AVS overcomes challenges to continue producing music

Despite social distancing, SJC’s Advanced Vocal Studies group is managing to continue producing music despite being physically separated. The Sabre interviewed both Ms. Fernandez, the leader of the choir program, and Annie Phan ‘20 about their experience so far.

Annie Phan ‘20

Q: What is the process for putting together music from far apart? What kind of technology has been helping with this?

A: We’ve been working with songs we have already learned in the past and are familiar with so it’s easier to get the music together quicker. We’ve been filming ourselves singing and Mr. Hotaling the theatre director has been doing all the editing and video making. 


Q: Is there anything you would change about how AVS is operating right now?

A: Honestly just being able to see each other in person, but obviously that won’t happen for a while. 


Q: Favorite memory from AVS?

A: Probably singing “Tabula Rasa” during my first year of AVS and learning from the older members of AVS. Also creating friendships with younger or newer members of AVS. 


Q: As a senior, is there anything you’re going to miss about the group after the year is over, or anything you feel like you’re missing out on from home?

A: I will definitely miss the welcoming atmosphere of AVS. I would say we are almost like a family where we all have different interests and passions outside of singing, but we all still support and love each other. 


Q: What should we expect from AVS in the coming weeks?

A: Expect a virtual choir coming soon! It’s our first try at this so we hope it works out, fingers crossed!


Ms. Fernandez 


Q: What are some of the main challenges of trying to lead this group from a distance?

A: We literally can’t hear each other at all, ever. This can be really sad and disheartening, but also really difficult. Any time we’ve been rehearsing, we usually have to mute all voices except one, which is usually mine. We’ve also done some sectionals and small groups where everyone except one person is muted and the group has to work together on one passage or phrase. It’s really vulnerable and different singing into a device and having people stare at you instead of singing next to someone. It’s hard to describe why, but it might be easy to understand for students after having zoom classes, where it might be harder to speak up in class.


Q: What is the process for putting together music from far apart? What kind of technology has been helping with this?

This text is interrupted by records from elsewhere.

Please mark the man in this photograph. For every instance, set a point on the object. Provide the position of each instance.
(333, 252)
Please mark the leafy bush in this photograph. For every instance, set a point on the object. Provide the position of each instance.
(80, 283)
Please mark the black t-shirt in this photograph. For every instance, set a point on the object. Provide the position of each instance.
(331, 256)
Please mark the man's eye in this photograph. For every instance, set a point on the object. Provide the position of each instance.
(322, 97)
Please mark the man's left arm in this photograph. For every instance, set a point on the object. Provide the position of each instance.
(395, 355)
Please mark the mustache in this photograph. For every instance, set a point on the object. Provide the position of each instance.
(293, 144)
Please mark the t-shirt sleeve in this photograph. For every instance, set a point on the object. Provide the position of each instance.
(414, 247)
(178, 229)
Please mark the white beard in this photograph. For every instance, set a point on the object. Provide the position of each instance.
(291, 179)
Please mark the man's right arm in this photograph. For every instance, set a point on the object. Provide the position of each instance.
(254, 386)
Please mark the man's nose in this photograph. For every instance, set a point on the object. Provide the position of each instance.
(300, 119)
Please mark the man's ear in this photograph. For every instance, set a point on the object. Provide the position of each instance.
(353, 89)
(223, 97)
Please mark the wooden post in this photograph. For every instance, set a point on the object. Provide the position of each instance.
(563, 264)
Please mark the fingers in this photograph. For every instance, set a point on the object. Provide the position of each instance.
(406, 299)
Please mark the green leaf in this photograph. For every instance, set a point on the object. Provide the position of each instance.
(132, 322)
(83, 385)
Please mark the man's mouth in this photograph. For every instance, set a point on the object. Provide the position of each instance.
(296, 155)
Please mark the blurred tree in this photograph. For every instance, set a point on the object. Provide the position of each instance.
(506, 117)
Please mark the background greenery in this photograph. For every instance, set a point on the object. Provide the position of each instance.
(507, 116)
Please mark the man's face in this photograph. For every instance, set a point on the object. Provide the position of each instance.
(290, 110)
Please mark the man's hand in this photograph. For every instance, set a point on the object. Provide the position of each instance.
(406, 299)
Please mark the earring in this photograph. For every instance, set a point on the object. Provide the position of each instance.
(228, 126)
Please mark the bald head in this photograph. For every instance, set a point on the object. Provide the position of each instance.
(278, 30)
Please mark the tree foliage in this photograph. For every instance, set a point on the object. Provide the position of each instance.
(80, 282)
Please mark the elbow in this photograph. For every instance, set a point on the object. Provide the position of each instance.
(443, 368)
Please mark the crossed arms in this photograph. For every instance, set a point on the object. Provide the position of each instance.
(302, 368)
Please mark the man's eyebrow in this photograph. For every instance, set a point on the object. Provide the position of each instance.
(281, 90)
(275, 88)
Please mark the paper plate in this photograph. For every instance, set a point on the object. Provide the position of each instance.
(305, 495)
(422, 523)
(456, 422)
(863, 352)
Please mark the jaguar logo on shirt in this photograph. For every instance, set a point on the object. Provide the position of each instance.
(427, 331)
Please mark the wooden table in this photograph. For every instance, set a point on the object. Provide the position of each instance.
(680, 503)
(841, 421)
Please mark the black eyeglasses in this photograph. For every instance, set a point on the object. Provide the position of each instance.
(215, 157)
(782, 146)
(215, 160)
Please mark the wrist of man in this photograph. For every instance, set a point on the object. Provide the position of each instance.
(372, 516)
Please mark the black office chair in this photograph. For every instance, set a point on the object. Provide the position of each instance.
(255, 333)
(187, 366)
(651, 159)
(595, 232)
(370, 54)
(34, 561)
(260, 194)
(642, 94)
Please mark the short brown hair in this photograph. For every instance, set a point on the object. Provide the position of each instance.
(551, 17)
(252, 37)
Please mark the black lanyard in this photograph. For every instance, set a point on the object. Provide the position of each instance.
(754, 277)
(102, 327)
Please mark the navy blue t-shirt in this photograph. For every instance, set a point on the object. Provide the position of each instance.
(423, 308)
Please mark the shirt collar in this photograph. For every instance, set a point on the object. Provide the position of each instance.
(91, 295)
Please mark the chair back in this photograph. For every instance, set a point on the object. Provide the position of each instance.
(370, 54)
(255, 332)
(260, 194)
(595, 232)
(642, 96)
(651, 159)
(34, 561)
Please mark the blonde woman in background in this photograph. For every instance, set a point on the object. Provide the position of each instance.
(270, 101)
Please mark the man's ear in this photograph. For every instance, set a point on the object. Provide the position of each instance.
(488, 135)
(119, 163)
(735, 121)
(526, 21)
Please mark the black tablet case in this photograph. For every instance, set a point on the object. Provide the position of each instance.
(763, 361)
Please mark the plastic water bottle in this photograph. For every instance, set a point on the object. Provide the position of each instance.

A: Here’s where you need to give a BIG shout out to our NEW Theater Director: Mr. Luc Hotaling. He compiled and edited all of our individual videos to help us create our virtual choir experience. Sadly so many people think it’s as simple as everyone hopping on ZOOM and singing. It’s not. It’s a process that truly takes hours of time (we’re talking a part time equivalent) spent staring at a computer and mastering several programs that I am not familiar with.  Logic Pro X (stronger version of GarageBand), Movavi Video editor (stronger version of iMovie), and several others like them. Students also need access to multiple devices in order to create a video for one of these – so having an iPad and a phone to use together has been a blessing!


Q: Is there anything you have found to be helpful in keeping AVS’ sense of close knit community?

A: With them, meeting every day in some capacity. We agreed to meet after school to give ourselves a little more flexibility. Our meet time is not required, and a majority of the kids are there every day. Really we just use that time right now to walk about how we’re doing, strategies we’re using to keep ourselves on task, and testing out ideas for virtual choir. The kids have given me feedback on my virtual conducting and how to make it better and clearer. In our other chorus classes I’ve been zooming with them two to three times a week just to see their faces. We’re using our time to work on technique using theory and techniques. We’ve also just done some silly games, google polls, family feud, fun Friday’s, and shared memes, which have become a whole other part of performance art. Describing how memes and gifs and videos have become their own types of performance art are a nice way to discuss performing without being able to perform together.


Q: What should we expect from AVS in the coming weeks?

A: AVS did successfully figure out how to create a virtual choir with Mr. Hotaling’s help. The first video that’s going to come out is a teaser of us seeing if this will work. About nine or ten students contributed and it worked! The magic is the only thing they heard was the tic of a metronome. They were given one pitch and the pitch of a metronome, and that was it. Most virtual choir videos have an audio backing that students are listening to to stay in tune so I am unbelievably impressed with what these kids were able to achieve with just a video of me conducting and a metronome tick. Once we had that success we decided to tackle the whole song. The song is “Stand by Me” and we convinced Mr. Camillo to create a backing track for us in order to allow us to sing for three to four minutes and stay in tune. So Mr. Camillo created a backing track on the piano and we synced it with my conducting video, and there’s even a key change involved. We’re hoping that video will come out in another week or two, and it will be a full arrangement of Stand By Me. Finally, we have a larger project that we just discussed this week about taking our meditation song, Let Us Remember, which is very pointedly Lasallian, and seeing if we can combine SJC choir voices that are interested and have a massive SJC virtual choir. It may not come out until the summer, but our hope is to collect these videos during exam week, so any choir student that has learned the peace and wants to contribute can. We’re hoping to create a virtual choir that can let us remember that we are in the holy presence of God and remember this time.